I have fallen into a very dark place. Up to this point, as I have been healing, both from my own physical problems and from my grief, I have marked each month by remembering what I'd been doing with my mother the year before. But since Halloween, those memories have been of hospital visits, bad news, false hope and witnessing unthinkable suffering. Now, as the Christmas season is here, I am plunged into the anger, the disbelief and the gut-wrenching sorrow of the weeks before my mother died.
While all I want to do is to get on the floor and sob until I have nothing left, I am cleaning, shopping, planning meals, wrapping gifts and being present to my family. Christmas is going to come whether I want it to or not. My daughter is only eight. I don't want to ruin her Christmas. I really don't. She feels my mother's loss. I don't want to make her feel worse about that. So I am going to go through the motions and try to be a happy elf.
I'm not only mourning my mother, though. This year is the first year that I will not have all of my children with me.
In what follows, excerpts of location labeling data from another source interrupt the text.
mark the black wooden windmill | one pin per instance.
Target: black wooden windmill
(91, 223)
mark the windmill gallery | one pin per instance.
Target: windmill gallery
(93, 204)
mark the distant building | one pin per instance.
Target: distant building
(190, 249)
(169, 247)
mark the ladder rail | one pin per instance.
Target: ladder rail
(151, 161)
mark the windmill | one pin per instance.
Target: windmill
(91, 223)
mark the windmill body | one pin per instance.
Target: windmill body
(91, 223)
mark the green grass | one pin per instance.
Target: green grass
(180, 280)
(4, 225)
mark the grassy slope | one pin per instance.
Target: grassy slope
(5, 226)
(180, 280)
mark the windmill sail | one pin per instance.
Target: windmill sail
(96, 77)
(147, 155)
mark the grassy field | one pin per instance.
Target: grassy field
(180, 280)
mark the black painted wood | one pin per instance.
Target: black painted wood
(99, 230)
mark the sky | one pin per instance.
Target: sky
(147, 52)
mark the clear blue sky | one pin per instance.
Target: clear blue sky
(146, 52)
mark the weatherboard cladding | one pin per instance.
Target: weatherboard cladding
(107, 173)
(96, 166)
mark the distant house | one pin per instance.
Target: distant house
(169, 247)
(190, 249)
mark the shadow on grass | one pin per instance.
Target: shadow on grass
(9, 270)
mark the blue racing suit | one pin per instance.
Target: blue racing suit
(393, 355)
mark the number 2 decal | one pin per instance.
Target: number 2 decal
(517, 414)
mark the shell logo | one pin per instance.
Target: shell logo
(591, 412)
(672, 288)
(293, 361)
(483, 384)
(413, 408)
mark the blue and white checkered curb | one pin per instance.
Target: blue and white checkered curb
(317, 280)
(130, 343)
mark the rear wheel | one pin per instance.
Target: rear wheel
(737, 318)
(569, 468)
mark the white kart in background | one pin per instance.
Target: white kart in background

My middle son, who has made awful choices for his life, is no longer in mine. He will not be spending Christmas with me. He called me a few days before Thanksgiving. I prayed before I read his text message that it was going to say that he really wanted to come home for Thanksgiving, that he missed his family, that he was going to try to straighten out his life. It was a tirade about what he believed was his well-deserved inheritance from my mother. Later, I hoped that he would be home for Christmas. He and I and his siblings have never been apart for Christmas: hot cider, toffee cookies, family games, dinner, and laughing all day, these are our Christmas Day traditions. I had his brother find out what he was planning. It was not to come home. I may never recover from how hurt I am.
I believe in God and the intercession of Saints. I just don't believe in their concern for me.